Sentendo fender l’aere a le verdi ali,

fuggì ’l serpente, e li angeli dier volta,

suso a le poste rivolando iguali.

 

L’ombra che s’era al giudice raccolta

quando chiamò, per tutto quello assalto

punto non fu da me guardare sciolta.

 

«Se la lucerna che ti mena in alto

truovi nel tuo arbitrio tanta cera

quant’è mestiere infino al sommo smalto»,

 

cominciò ella, «se novella vera

di Val di Magra o di parte vicina

sai, dillo a me, che già grande là era.

 

Fui chiamato Currado Malaspina;

non son l’antico, ma di lui discesi;

a’ miei portai l’amor che qui raffina».

 

«Oh!», diss’io lui, «per li vostri paesi

già mai non fui; ma dove si dimora

per tutta Europa ch’ei non sien palesi?

 

La fama che la vostra casa onora,

grida i segnori e grida la contrada,

sì che ne sa chi non vi fu ancora;

 

e io vi giuro, s’io di sopra vada,

che vostra gente onrata non si sfregia[11]

del pregio[12] de la borsa e de la spada.

 

Uso e natura sì la privilegia,

che, perché il capo reo il mondo torca,

sola va dritta e ’l mal cammin dispregia».

 

Ed elli: «Or va; che ’l sol non si ricorca

sette volte nel letto che ’l Montone

con tutti e quattro i piè cuopre e inforca,

 

che cotesta cortese oppinione

ti fia chiavata in mezzo de la testa

con maggior chiovi che d’altrui sermone,

 

se corso di giudicio non s’arresta».

 

 

[1] Non è, genericamente, una campana che risuona, ma specificamente quella che annuncia l’angelus della sera.

[2] Forma agglutinata (cioè letteralmente “incollata, riunita”) per “mi cale” (= mi importa), con il pronome personale in posizione enclitica, come in altre forme, anche moderne, quali “affittasi” e “vedasi”.

[3] Forma parallela, per significato, alla sua omologa latina qua si, con valore di “come se”.

[4] Formula ricalcata sull’espressione biblica “seno d’Abramo” per indicare l’Empireo.

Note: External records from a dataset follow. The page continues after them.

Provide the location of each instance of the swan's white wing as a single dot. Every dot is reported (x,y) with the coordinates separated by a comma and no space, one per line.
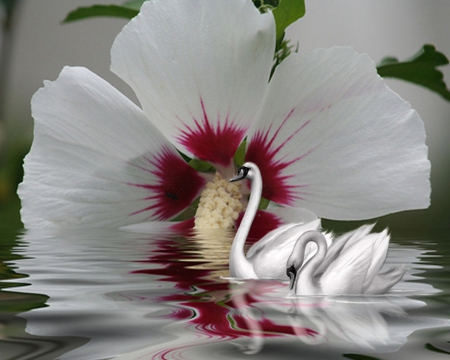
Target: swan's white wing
(384,281)
(347,273)
(269,255)
(379,254)
(281,232)
(341,242)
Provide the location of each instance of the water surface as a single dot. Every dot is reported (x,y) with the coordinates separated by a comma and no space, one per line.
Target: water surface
(155,294)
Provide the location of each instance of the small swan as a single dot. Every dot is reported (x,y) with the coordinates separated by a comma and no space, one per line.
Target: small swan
(265,259)
(351,265)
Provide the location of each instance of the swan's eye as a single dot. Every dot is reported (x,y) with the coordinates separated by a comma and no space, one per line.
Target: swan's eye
(243,171)
(241,174)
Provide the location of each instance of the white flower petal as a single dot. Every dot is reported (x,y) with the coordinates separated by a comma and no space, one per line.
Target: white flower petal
(333,138)
(97,161)
(200,70)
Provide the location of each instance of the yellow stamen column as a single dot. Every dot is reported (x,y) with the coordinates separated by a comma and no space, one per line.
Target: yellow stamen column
(219,204)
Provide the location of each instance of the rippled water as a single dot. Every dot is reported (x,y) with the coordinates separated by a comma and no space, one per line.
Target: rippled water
(154,294)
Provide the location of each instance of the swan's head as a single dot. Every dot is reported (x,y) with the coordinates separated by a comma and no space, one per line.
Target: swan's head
(246,171)
(291,272)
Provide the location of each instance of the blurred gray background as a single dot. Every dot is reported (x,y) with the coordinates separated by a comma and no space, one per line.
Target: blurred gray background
(42,46)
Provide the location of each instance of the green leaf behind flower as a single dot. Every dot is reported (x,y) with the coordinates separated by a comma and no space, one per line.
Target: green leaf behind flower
(101,11)
(286,13)
(421,69)
(134,4)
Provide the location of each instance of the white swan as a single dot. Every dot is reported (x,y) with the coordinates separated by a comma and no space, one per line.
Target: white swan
(351,265)
(266,259)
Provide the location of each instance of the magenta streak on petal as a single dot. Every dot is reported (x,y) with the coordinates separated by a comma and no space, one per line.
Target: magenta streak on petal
(260,152)
(177,186)
(216,145)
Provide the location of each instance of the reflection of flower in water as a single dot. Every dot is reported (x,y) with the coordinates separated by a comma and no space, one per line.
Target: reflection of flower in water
(136,296)
(208,304)
(250,311)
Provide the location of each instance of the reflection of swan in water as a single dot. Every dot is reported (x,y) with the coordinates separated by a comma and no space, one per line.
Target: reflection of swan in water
(351,265)
(362,321)
(266,259)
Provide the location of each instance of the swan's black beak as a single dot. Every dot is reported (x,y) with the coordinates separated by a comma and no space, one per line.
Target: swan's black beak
(241,174)
(292,273)
(237,177)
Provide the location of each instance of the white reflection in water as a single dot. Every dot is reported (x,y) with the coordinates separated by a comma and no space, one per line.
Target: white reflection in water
(162,295)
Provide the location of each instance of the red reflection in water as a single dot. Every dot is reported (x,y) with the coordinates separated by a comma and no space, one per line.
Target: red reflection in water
(213,306)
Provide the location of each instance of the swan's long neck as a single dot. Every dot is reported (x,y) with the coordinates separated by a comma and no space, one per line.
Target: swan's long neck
(306,284)
(239,265)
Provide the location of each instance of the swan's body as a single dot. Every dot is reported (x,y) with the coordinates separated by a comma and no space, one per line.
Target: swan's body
(351,265)
(267,258)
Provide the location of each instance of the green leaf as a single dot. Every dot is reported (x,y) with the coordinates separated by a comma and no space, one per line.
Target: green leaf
(421,69)
(134,4)
(239,156)
(100,10)
(287,12)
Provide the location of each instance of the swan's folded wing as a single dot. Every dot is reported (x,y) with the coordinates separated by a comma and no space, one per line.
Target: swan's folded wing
(385,280)
(343,242)
(379,254)
(269,255)
(347,273)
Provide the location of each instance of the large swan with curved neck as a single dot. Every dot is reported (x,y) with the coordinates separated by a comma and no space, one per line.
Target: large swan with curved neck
(350,265)
(265,259)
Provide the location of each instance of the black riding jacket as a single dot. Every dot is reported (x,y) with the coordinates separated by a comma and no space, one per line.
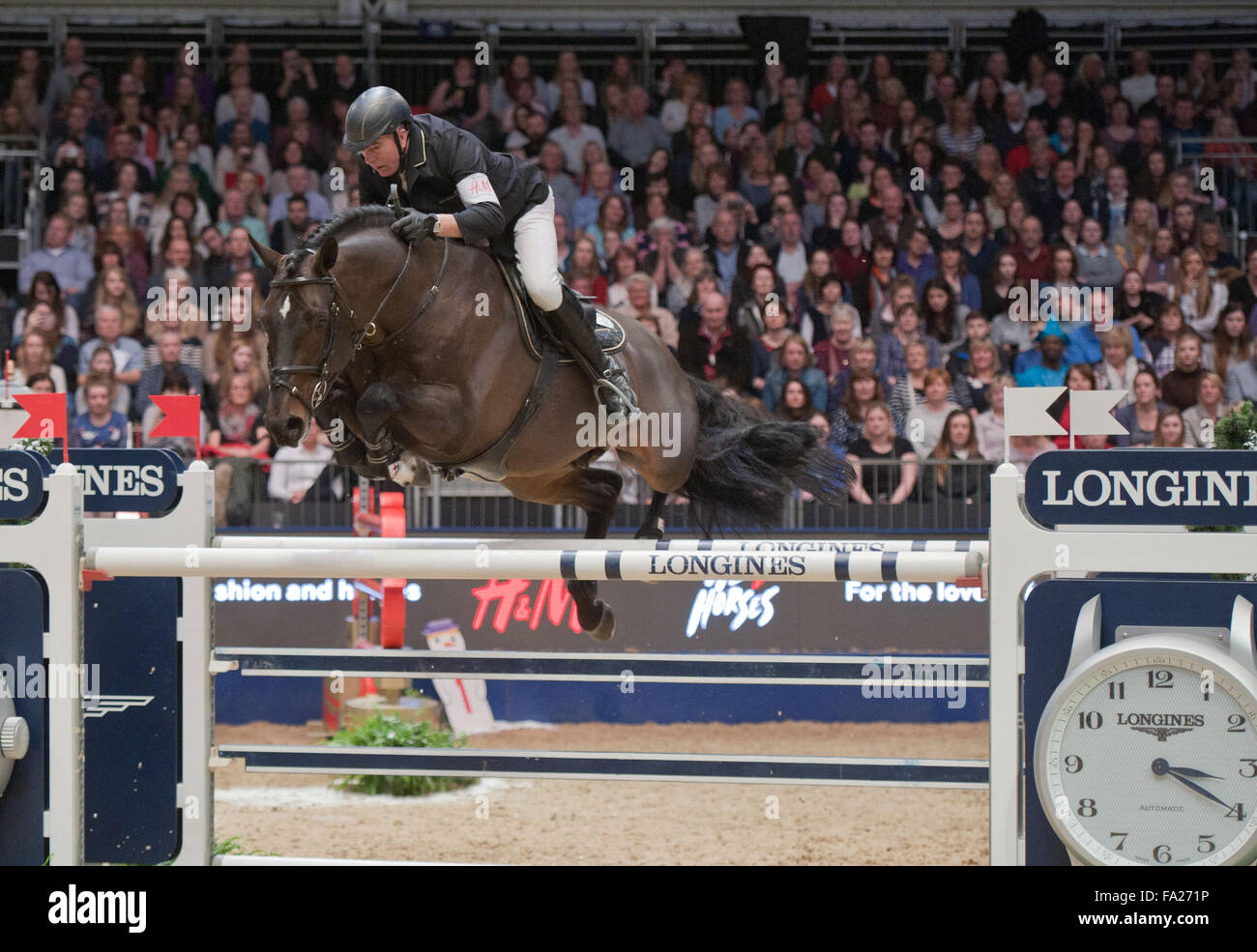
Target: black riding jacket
(449,170)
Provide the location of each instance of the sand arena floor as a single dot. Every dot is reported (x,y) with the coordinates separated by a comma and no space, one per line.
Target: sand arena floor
(577,822)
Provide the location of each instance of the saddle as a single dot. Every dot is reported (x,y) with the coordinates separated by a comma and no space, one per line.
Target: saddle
(533,330)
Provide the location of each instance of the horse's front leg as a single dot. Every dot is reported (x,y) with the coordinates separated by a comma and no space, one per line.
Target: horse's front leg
(400,420)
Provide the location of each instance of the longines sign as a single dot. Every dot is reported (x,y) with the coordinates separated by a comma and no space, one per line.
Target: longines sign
(1143,487)
(113,480)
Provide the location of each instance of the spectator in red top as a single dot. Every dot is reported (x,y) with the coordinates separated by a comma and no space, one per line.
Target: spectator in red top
(583,274)
(826,92)
(1034,260)
(713,351)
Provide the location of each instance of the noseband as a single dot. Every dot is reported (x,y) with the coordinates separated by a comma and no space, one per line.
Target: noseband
(323,368)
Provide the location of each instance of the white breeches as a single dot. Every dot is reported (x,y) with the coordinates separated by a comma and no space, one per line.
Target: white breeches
(537,251)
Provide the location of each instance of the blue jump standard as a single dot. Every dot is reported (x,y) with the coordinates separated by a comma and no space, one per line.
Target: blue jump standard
(585,765)
(836,670)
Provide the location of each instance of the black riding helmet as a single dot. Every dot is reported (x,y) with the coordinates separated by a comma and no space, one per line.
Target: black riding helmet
(376,112)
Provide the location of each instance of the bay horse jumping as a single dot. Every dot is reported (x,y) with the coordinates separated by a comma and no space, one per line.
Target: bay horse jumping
(422,344)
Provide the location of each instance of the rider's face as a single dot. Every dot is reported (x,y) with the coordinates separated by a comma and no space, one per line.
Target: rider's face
(382,155)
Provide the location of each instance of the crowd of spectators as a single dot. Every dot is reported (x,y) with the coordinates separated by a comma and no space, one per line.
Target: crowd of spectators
(845,248)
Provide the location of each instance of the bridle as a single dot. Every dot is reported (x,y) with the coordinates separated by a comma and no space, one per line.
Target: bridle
(323,367)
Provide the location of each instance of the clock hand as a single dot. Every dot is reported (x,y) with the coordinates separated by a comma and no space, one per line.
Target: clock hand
(1192,772)
(1160,767)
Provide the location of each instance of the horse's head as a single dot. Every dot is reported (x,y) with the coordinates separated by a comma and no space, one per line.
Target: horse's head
(308,338)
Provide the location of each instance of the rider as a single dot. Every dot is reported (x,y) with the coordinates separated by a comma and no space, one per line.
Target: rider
(456,188)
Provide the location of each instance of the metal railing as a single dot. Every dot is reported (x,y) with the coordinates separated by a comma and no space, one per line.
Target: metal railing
(20,202)
(959,507)
(1237,188)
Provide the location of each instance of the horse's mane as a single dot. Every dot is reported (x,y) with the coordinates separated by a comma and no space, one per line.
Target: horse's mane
(348,221)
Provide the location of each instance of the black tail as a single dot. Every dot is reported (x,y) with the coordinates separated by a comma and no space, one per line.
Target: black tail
(746,468)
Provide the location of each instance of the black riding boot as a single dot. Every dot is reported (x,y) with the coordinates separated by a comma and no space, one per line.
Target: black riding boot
(573,323)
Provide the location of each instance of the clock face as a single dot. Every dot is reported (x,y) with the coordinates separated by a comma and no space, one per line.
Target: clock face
(1151,759)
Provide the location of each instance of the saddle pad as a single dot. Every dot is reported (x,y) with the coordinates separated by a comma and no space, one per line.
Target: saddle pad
(607,330)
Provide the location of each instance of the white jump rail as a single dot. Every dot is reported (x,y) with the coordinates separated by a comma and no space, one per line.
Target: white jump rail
(579,564)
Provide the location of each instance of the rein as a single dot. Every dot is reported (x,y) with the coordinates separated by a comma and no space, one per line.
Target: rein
(322,368)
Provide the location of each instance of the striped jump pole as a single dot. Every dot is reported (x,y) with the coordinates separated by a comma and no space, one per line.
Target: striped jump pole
(581,564)
(675,545)
(601,765)
(899,671)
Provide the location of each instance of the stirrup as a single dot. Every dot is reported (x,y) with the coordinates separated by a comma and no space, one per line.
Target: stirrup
(604,387)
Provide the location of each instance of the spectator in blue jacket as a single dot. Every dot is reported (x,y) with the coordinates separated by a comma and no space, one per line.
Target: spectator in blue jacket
(795,364)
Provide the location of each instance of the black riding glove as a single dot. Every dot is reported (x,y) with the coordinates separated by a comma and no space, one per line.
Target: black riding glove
(415,225)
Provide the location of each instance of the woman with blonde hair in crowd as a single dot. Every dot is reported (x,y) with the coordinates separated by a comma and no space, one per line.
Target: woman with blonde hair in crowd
(114,288)
(1118,369)
(1004,192)
(623,265)
(1140,233)
(180,181)
(795,363)
(1199,418)
(1136,308)
(612,216)
(1159,264)
(958,444)
(1231,342)
(972,389)
(1181,387)
(34,356)
(677,112)
(1169,430)
(240,326)
(102,365)
(924,422)
(1199,298)
(44,289)
(876,481)
(249,185)
(583,273)
(1142,416)
(989,424)
(243,360)
(179,311)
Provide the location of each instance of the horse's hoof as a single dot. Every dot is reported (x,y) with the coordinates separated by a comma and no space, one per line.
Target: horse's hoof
(606,627)
(403,470)
(652,532)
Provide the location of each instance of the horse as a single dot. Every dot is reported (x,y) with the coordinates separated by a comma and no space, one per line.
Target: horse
(422,344)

[5] “Avvallare” (con due “vv”) significa “scendere nella valle”, dove i tre poeti (Dante, Virgilio e Sordello) passeranno la notte in compagnia delle anime dei principi negligenti, mentre “avallare” (con una sola “v”) significa “dare l’avallo (il consenso)”, cioè “acconsentire, sostenere, confermare”,

[6] Formula (“bel salutare”) con un verbo tipico della tradizione cortese usato con valore di sostantivo. La sua origine etimologica (dal latino salus, “salvezza”) gli dà anche un valore etico-religioso (“donare la salvezza”).

[7] Dal latino gratum, col valore di “gratitudine”.

[8] Dal latino vadum (”passaggio”, < vadere, “passare”; cfr. it. evadere, lett. “passar fuori, uscire”), divenuto, per influsso germanico, guadum. Presente anche nella toponomastica: Vado Ligure.

[9] Lo stesso Dante (Vita Nova xix, 1) ci dà la distinzione tra femmina (< lat. foemina) e donna (< lat. domina, “signora”), indicando, la seconda, chi sia “gentile” (cioè “nobile), mentre la prima solamente la persona di sesso femminile. In italiano moderno si può pensare all’opposizione donna/signora.

[10] Vale “che si fa bella”: il “liscio”, ai tempi di Dante, era il “belletto”. D’altra parte questo serpente rappresenta simbolicamente le seduzioni mondane.

[11] “Sfregiare”, diversamente dal suo significato attuale (“corrompere, rovinare”), vale qui “non smettere di fregiarsi”.

[12] Calco del provenzale pretz (“perfezione del valore”), è termine del linguaggio “cortese” che indica, nel testo, sia l’aspetto della liberalità (“borsa”) sia quello della virtù guerresca (“spada”) della famiglia nobile dei Malaspina di Lunigiana.